Сеня же окоченел от ужаса…
Он стоял за окном веранды, потрясённо глядя сквозь ворота на дорогу. Мысли его вскипали и крутились, как сухие листья в ветреный день: можно ли назвать обезумевшей безголовую курицу? И каким образом она так решительно бросилась точно в ворота – может ли чувство ориентации находиться не в куриной голове, а где-то в другом месте организма? Как она ринулась навстречу второй и окончательной смерти, будучи, строго говоря, и так уже мёртвой! И кружили, кружили перед глазами безносые каменные девы и траченые ветрами-снегами-дождями ангелочки, и завывали печальные слова на забытых всеми памятниках, незабвенно-безутешные… скорбящие-осиротелые…
Месяца два его мучили ночные кошмары, в которых огромная неотмщенная курица размахивала топором над папой, распластанным на колоде. Всё оздоровление Сени тем летом пошло насмарку, как и вообще его пожизненные вкусовые пристрастия.
Он так и не смог проглотить ни единой ложки супа, да и впоследствии, с удовольствием смакуя антрекоты и бифштексы и прочие части тел разных животных, так и не смог преодолеть в себе отвращение к куриному мясу. Курица казалась ему существом хтонического мира: её беззвучный вопль, её тайный бегущий зов настигал его через годы с потрясающей регулярностью. Можете считать, как вам угодно: религиозное или антирелигиозное это чувство. Но когда его жена, столь похожая на маму, называла его куринофобию «идиотством» и в свидетели призывала тени всех съеденных им коров, телят, баранов, кроликов и оленей, Гуревич резонно отвечал, что «смерть велика и непознаваема», но он ни разу, даже в страшном сне, не видел, чтоб безголовый баран или бык гонялись за автобусом. После чего отпиливал кусочек бифштекса, мазал его горчицей или хреном и кротко отправлял себе в рот.
Оздоровительный месяц в Друскениках
И всё же деревня Вырица в зудящем комарином облаке, печальные кладбища с отбитыми носами дев и крылышками херувимов, самоубийство безголовой курицы и вечно пьяный дед Никон были далеко не самым тягостным воспоминанием его детства.
С пятого класса Гуревича стали вывозить в Литву, в Друскеники; этот отдых считался рангом повыше. Кроме того, маму привлекал дешёвый и качественный прибалтийский трикотаж: свитерки-майки-панталоны-лифчики. Она закупалась на целый год, с учётом подарков на все грядущие даты для всех близких и родственных дам, подружек, сослуживиц и даже любимых пациенток.
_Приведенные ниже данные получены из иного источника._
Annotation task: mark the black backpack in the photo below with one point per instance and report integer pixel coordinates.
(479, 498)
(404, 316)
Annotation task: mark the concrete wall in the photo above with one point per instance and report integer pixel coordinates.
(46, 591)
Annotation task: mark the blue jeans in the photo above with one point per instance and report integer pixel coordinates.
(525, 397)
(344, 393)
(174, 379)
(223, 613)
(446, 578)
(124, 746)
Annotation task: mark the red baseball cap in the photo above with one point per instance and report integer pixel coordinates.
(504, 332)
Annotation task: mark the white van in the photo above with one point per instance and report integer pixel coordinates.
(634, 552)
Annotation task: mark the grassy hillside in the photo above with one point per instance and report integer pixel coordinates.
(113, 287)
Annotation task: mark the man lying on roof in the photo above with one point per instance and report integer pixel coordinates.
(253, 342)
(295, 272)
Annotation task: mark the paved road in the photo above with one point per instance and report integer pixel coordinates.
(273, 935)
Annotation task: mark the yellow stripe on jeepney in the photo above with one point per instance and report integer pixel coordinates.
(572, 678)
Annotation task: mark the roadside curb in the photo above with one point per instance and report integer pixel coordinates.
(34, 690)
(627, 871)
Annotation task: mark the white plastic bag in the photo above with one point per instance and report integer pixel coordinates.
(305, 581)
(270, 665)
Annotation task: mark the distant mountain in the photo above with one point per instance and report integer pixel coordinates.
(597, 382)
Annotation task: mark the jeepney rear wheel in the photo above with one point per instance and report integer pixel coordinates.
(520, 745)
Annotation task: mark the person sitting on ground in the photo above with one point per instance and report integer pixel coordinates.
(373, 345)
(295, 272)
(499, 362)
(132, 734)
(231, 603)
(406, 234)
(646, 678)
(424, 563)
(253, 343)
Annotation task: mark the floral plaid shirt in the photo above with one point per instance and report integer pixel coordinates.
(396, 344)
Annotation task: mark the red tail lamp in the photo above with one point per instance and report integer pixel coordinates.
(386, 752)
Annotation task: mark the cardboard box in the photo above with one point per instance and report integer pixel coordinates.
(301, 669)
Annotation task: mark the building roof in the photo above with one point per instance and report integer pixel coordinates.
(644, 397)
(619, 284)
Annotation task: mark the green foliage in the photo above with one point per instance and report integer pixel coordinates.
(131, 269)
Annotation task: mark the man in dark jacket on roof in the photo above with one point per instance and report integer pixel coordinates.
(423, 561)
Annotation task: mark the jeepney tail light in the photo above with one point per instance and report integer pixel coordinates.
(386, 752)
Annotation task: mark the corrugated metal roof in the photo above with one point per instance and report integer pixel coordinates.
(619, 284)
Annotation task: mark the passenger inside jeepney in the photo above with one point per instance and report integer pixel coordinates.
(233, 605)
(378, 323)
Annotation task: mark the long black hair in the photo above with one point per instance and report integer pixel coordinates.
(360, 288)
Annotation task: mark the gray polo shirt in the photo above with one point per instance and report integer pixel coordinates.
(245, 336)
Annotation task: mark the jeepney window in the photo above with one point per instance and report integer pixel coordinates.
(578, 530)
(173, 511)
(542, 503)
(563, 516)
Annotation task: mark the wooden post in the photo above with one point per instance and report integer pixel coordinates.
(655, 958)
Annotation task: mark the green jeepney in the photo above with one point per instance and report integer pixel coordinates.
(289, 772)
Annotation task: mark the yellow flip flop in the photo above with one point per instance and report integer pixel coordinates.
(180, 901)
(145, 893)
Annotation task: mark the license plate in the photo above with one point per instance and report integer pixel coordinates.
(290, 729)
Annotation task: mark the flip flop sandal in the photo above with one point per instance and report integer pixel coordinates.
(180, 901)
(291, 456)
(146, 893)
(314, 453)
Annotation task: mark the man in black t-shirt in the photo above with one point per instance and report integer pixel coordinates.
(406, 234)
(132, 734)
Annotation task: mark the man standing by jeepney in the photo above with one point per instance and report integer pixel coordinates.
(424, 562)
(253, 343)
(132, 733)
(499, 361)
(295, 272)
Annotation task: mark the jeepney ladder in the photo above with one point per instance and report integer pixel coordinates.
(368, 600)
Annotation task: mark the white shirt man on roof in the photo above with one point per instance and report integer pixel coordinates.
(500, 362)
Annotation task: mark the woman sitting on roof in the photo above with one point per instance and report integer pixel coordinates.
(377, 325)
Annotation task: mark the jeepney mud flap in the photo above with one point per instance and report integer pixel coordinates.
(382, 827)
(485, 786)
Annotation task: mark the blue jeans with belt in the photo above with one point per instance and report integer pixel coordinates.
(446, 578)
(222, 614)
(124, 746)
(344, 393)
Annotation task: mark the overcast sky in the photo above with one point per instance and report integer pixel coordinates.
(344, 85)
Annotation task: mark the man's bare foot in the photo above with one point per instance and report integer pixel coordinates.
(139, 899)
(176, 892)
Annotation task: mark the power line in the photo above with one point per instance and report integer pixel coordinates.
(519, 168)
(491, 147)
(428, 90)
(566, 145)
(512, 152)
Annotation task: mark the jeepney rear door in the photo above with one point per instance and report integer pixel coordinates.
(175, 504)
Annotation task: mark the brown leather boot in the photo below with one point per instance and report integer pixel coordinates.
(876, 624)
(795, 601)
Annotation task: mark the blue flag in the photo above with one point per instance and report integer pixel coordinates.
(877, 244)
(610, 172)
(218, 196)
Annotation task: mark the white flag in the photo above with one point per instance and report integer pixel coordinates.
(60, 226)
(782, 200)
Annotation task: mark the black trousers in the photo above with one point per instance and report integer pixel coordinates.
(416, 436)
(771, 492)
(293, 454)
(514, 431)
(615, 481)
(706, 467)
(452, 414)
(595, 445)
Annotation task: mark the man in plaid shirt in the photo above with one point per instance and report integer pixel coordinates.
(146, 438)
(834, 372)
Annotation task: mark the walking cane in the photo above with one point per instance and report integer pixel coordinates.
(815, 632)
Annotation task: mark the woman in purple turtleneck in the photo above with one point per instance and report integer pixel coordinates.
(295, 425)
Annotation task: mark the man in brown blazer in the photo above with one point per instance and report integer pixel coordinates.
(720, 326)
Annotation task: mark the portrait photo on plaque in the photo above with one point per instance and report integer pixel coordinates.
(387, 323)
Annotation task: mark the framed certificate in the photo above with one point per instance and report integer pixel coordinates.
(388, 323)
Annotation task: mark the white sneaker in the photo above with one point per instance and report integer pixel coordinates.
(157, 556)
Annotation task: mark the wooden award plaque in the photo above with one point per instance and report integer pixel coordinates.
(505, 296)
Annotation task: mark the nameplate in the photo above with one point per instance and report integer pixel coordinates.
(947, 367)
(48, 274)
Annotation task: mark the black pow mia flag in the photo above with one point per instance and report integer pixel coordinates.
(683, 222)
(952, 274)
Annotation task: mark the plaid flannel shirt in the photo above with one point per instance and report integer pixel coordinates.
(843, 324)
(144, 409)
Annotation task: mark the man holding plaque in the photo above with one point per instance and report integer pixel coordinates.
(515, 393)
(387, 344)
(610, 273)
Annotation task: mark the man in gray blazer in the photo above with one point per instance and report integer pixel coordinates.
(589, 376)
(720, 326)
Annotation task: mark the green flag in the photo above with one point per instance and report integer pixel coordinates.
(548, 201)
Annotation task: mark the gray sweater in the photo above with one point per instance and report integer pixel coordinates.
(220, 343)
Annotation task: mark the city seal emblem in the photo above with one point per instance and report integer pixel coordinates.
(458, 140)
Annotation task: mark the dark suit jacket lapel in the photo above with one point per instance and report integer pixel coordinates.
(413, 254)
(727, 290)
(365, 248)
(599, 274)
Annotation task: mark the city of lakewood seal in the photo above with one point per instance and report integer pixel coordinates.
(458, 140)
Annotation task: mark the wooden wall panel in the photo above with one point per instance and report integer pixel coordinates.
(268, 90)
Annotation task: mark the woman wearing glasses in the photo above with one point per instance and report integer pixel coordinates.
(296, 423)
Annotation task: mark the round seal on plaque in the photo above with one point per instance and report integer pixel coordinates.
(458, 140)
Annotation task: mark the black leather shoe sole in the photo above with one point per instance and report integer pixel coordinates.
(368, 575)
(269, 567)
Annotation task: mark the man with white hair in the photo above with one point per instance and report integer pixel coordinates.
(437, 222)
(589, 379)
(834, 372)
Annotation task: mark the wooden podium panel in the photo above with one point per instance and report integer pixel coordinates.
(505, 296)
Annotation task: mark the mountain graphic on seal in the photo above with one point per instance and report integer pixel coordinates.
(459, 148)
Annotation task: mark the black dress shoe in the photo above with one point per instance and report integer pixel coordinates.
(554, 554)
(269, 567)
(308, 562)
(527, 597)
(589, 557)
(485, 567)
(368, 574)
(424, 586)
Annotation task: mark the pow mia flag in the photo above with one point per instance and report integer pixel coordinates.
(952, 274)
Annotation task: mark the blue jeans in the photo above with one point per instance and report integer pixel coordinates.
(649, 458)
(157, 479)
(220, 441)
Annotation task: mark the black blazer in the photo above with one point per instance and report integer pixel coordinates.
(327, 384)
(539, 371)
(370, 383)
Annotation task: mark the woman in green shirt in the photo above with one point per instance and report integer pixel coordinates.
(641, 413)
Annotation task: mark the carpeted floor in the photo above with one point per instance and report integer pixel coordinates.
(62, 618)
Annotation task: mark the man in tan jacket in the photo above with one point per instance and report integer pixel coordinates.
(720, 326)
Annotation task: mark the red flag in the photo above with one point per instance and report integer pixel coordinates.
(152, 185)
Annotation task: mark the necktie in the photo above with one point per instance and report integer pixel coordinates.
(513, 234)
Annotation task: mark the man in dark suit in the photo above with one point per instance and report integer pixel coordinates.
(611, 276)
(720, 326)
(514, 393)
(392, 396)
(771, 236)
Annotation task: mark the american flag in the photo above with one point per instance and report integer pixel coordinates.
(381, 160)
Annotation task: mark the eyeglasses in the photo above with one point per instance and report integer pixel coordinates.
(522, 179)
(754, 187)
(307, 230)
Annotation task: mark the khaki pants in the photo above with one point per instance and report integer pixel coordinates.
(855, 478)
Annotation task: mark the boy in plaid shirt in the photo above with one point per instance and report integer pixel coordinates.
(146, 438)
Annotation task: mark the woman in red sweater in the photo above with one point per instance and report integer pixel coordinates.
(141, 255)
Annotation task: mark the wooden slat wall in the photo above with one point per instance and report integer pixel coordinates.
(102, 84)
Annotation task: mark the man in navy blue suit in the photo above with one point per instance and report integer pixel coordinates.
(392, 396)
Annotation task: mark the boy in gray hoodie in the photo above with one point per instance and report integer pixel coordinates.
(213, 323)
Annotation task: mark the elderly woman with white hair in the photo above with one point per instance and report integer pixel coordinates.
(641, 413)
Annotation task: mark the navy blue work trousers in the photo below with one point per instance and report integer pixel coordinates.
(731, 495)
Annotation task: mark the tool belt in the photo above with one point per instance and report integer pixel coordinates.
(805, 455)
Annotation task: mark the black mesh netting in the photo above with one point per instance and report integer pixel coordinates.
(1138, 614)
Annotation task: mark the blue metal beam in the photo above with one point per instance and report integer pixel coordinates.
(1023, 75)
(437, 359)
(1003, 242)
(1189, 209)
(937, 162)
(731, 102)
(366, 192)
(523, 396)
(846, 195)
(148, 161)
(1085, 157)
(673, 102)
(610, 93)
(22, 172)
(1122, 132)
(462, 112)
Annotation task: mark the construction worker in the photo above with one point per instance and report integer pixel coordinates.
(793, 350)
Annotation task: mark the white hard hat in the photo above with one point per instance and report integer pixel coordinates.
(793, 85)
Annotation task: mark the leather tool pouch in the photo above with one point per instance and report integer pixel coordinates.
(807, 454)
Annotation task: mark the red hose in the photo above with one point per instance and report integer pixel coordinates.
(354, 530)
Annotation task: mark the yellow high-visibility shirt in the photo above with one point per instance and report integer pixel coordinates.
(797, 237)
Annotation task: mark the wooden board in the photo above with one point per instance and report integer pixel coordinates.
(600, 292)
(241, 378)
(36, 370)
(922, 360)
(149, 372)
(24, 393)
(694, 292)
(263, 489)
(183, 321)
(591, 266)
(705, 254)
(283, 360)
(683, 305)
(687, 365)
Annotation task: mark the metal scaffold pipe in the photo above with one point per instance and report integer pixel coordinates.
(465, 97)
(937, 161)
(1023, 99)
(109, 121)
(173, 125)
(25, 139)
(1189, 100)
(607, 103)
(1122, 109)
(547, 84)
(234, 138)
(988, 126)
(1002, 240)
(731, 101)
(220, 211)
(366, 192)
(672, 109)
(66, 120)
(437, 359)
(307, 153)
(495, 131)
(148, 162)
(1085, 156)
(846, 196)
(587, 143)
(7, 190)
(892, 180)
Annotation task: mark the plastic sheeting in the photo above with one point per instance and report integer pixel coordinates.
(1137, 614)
В отделе трикотажа местного универмага работала продавщица Тося, замужним ветром занесённая из щикарного Ростова в эту дохлую Литву. Была она разбитной, сердечной и памятливой бабой, всех своих постоянных клиенток помнила в лицо и даже по имени, хотя возникали те только на летние месяцы. И всегда-то у неё припрятан был «для своих» особенный товар, и всегда она с беззаботным запевом: «Та шо той жжызни!» «Дама! – восклицала, – берите вот ещё панталончики нежно-салатовые, это ж щасте! Берите, пока я добрая на трикотаж. Не жмитесь, шо той жжызни!»
В этом провинциальном городке на берегу реки Неман Сеня с мамой снимали комнату у местных литовцев, вежливых и отстранённых людей, которые приезжих не любили и не скрывали этого. Они не любили русских и не любили евреев, а Сеня с мамой попадали сразу в обе эти категории.
Почему надо было непременно уезжать на лето из родного города, лучшего города на свете, с его прекрасными парками, могучей рекой, катерками и лодками на каналах, с его знаменитыми музеями и морем-рукой-подать, – Сеня тогда не понимал. Понял значительно позже, когда вкалывал во все лопатки, набирая дополнительные ночные дежурства в «бедуинском секторе», чтобы только вывезти сыновей из летней Беэр-Шевы в какой-нибудь кибуц на севере, где комната с четырьмя койками стоила не меньше, чем дорогой отель на побережье Португалии. Зачем?! И можно ли сменить климат в стране размером с табуретку?